Moreover, the participants of the study were elderly, having 64% women, so we can conclude that there is bias in the results. We have demonstrated that, even with the low representation of the population, the algorithms applied and the feedback provided were useful to determine the stress levels. However, extending the age ranges, testing other algorithms, and covering a wider spectrum of emotions are definitely of interest for our future work.
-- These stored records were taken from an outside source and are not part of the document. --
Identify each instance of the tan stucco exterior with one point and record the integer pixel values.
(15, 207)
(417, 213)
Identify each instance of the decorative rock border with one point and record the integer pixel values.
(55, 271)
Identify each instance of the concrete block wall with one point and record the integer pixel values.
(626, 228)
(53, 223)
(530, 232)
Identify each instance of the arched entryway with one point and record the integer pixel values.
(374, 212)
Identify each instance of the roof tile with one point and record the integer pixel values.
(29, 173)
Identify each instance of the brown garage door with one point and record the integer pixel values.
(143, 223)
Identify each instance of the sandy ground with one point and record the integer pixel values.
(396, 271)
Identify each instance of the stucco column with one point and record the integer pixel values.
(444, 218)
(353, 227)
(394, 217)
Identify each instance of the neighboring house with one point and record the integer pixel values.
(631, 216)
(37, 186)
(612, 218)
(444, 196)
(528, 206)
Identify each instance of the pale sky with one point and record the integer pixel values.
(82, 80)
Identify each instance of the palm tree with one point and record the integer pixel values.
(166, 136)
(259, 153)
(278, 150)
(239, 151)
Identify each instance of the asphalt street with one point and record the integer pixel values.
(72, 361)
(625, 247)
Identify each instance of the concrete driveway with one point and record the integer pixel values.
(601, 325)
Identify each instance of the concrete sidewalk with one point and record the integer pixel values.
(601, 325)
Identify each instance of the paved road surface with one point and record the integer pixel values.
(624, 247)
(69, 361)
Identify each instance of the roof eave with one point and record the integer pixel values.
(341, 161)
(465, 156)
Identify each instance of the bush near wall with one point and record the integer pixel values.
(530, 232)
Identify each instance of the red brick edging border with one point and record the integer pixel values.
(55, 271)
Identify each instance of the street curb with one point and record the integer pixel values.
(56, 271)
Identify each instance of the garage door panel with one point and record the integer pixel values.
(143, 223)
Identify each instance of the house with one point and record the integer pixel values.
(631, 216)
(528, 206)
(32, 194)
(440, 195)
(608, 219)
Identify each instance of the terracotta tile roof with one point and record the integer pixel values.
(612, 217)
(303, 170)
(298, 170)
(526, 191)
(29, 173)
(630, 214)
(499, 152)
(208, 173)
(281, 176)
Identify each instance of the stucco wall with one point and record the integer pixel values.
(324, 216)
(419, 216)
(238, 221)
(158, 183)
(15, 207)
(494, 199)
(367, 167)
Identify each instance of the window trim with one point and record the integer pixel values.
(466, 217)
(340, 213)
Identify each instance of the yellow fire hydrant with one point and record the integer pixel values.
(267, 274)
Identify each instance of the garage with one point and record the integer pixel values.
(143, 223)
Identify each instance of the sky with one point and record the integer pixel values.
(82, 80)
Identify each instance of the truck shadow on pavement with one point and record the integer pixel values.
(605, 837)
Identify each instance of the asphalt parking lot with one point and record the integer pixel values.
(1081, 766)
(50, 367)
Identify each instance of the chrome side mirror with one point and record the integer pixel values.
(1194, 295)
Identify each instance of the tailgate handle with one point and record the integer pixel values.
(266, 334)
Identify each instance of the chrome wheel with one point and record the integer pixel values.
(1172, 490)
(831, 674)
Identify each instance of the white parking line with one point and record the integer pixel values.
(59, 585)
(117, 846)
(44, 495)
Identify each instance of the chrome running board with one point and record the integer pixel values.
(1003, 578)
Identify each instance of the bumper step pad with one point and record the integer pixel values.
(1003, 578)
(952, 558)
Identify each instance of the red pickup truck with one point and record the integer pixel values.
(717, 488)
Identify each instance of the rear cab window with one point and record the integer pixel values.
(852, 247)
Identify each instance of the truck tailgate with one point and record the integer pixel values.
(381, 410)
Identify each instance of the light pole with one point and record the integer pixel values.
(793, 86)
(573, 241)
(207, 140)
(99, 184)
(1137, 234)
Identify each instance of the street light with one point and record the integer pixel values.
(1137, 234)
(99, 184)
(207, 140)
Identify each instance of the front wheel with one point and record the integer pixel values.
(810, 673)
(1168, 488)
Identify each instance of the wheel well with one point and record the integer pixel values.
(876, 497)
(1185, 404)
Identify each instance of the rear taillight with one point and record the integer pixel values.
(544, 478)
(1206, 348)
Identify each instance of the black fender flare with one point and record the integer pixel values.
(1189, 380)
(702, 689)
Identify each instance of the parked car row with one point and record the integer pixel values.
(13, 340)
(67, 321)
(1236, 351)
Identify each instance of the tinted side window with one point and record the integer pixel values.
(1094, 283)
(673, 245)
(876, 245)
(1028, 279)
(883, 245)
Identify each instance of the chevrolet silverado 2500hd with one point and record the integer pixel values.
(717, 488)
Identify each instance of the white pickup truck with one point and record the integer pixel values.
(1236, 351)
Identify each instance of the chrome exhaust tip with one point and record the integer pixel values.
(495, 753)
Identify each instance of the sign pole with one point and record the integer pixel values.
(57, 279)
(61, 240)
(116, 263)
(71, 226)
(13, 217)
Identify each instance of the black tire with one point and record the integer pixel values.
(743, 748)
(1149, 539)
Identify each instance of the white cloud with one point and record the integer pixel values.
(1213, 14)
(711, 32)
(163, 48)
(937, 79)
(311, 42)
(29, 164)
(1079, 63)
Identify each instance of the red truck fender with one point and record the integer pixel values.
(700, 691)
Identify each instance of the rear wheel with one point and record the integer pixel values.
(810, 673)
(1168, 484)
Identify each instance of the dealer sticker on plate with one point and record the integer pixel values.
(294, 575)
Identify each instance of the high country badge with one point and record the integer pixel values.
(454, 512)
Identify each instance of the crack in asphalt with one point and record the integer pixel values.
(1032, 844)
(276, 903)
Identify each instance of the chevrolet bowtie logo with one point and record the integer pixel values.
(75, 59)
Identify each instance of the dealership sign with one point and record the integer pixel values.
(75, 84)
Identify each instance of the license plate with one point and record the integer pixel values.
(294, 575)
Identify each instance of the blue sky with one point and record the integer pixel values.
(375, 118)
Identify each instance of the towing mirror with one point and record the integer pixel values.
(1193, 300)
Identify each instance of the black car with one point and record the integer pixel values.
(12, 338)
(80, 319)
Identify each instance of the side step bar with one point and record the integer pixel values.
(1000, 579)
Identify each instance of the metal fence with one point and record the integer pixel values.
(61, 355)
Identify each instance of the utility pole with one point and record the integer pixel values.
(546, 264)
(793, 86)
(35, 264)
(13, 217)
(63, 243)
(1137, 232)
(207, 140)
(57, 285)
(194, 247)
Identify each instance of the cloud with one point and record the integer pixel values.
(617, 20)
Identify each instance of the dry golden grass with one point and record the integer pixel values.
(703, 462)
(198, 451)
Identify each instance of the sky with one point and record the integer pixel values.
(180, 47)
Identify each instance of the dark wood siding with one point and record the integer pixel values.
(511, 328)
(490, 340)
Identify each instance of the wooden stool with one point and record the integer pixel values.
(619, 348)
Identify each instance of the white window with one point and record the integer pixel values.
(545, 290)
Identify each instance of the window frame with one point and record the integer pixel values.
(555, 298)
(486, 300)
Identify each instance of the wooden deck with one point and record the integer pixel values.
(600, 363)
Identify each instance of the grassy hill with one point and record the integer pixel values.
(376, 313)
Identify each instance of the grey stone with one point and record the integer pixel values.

There are still some tasks that must be pointed out for future work. The proposed case study was fine for elderly, but examining the methodology with other devices with more electrodes and extensive development tools is necessary. Moreover, the age range is limited to elderly, so we still have to put the solution into practice with a wider range, considering other generations, including Generation X, Generation Y and Generation Z, together with a higher number of participants. We consider an interesting challenge the technology-based replication of studies, for instance (Fernández-Aguilar et al. 2018), in which using questionnaires, the authors concluded that older adults experienced more intensely negative emotions than young adults, especially in response to disgust and fear clips. They also reported higher arousal than young adults, especially in the case of sadness, anger and tenderness videos. Additionally, we are considering testing the solution support for positive emotions identification and management, including happiness, gratitude and calmness.

Emotional intelligence enables people to manage their emotions and feelings, and act to internal and external events. However, effective response relays on self-awareness, which is the ability to know the people’s own emotions. There are several ways to measure the emotional intelligence, but all of them require the subject to interrupt the tasks and focus on the evaluation. In this paper, a solution was introduced and put into practice to allow emotional intelligence testing. In this solution, emotion detection and sending feedback were also tackled. These activities were supervised by a specialist using EEG and PPG devices. Our solution includes all the steps required to perform a complete analysis and help subjects of the experiment with their activities.